No segundo dia, o programa foi mais ameno e até divertido na visita ao jardim de infância da 308 Sul, onde as professoras, mal contendo a animação, gritavam "Seu Philip", chamando atenção do príncipe para os flashes. Nessa época, nem celular havia! Da visita à escola, o que ficou registrado nas páginas do
Correio foi uma constatação: "Pena que não houvesse um intérprete para dizer à rainha como funcionava a escolinha, o que as crianças tentavam dizer, para fazê-la compreender o grau de simpatia e até mesmo de
forte entusiasmo que ela despertou entre o povo brasiliense", ressaltava a reportagem.
Dá para afirmar que ninguém na cidade ficou indiferente à visita de Elizabeth II e do príncipe Philip.
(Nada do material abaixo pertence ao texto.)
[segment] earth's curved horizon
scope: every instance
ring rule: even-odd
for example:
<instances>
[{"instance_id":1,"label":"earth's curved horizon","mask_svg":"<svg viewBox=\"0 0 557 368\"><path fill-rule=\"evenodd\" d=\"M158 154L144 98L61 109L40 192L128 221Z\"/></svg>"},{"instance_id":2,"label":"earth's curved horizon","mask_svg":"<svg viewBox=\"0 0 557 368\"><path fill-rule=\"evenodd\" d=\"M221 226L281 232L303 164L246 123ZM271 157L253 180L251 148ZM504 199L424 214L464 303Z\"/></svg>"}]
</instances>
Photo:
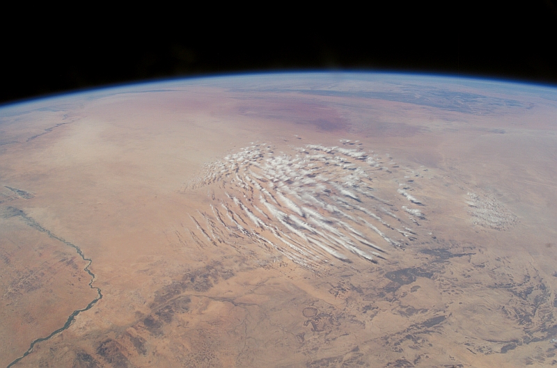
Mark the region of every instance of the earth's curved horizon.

No cortejo do aeroporto havia gente na rua e na recepção à noite, sobre a qual a colunista social Katucha escreveu que o chefe do cerimonial do Itamaraty chegou a se irritar com a aglomeração em torno dos visitantes, até quem ficou de fora, gostou. "O casal real — registrou a coluna — chegou até a sacada do salão, recebendo uma calorosa salva de palmas da turma do sereno, a maior que já se encontrou até hoje em torno do mais belo palácio do Brasil."
Saiba Mais
"Que pena, majestade"
Antes de partir, o casal real esteve na Torre de TV e na Catedral, onde a rainha, lá sim, ouviu explicações em inglês sobre a monumental obra de Oscar Niemeyer relatada pelo embaixador Wladimir Murtinho, que comandou a transferência da casa do Barão de Rio Branco para Brasília e depois se tornou secretário de Cultura do DF.
Na estada em São Paulo, Elizabeth II e o príncipe Philip estiveram presentes à inauguração do Masp, sobre o qual a rainha tinha ouvido falar pelo próprio idealizador, que havia sido embaixador no Reino Unido. Chateaubriand havia morrido sete meses antes, em 4 de abril, mas os companheiros e comandados dos Diários Associados publicaram durante a visita, um anúncio dizendo, "que pena, majestade,
que ele não esteja mais aqui — para quebrar, desinibidamente, todos os protocolos...". Chatô não pôde ver a inauguração do museu que leva o seu nome, na Avenida Paulista, justamente durante a única visita de
Elizabeth II e do príncipe Philip ao Brasil, em 7 de novembro de 1968, a São Paulo.
Em grande estilo
Oito anos mais tarde, a monarca inglesa recebia em Londres a retribuição da visita que fizera ao Brasil. Com toda a pompa que exige uma monarquia da estirpe dos Windsor, chegava à Inglaterra o presidente Ernesto Geisel com mulher e filha à frente de uma comitiva oficial, que teve direito a viajar de carruagem da estação de trem que leva o nome da rainha Vitória até os portões do Palácio de Buckingham, numa ensolarada manhã de maio. A primeira carruagem e a mais rica transportava o presidente do Brasil, o terceiro general do regime militar, e a rainha, que conversavam sem intérprete. Na sexta, vinham
os presidentes do Senado, o piauiense Petrônio Portella, e da Câmara, o cearense Flávio Marcílio. Nada foi mais hilário do que ver os dois nordestinos vestidos de fraque e cartola apeando da carruagem nos jardins de Buckingham. Eles próprios mal se continham em risos diante dos fotógrafos.
A visita foi simbólica para os dois países, que estreitaram relações bilaterais contínuas e permanentes. A última manifestação foi feita na última quarta-feira, 7 de setembro, quando o Brasil recebeu mensagem de
cumprimentos pelo bicentenário da independência assinada pela rainha, lembrando ainda da visita "com carinho". Em sua biografia consta que ela teria dito, ainda jovem, que queria ser como a "rainha da
alegria". Deus certamente atendeu o pedido de Elizabeth II, que descansa em paz.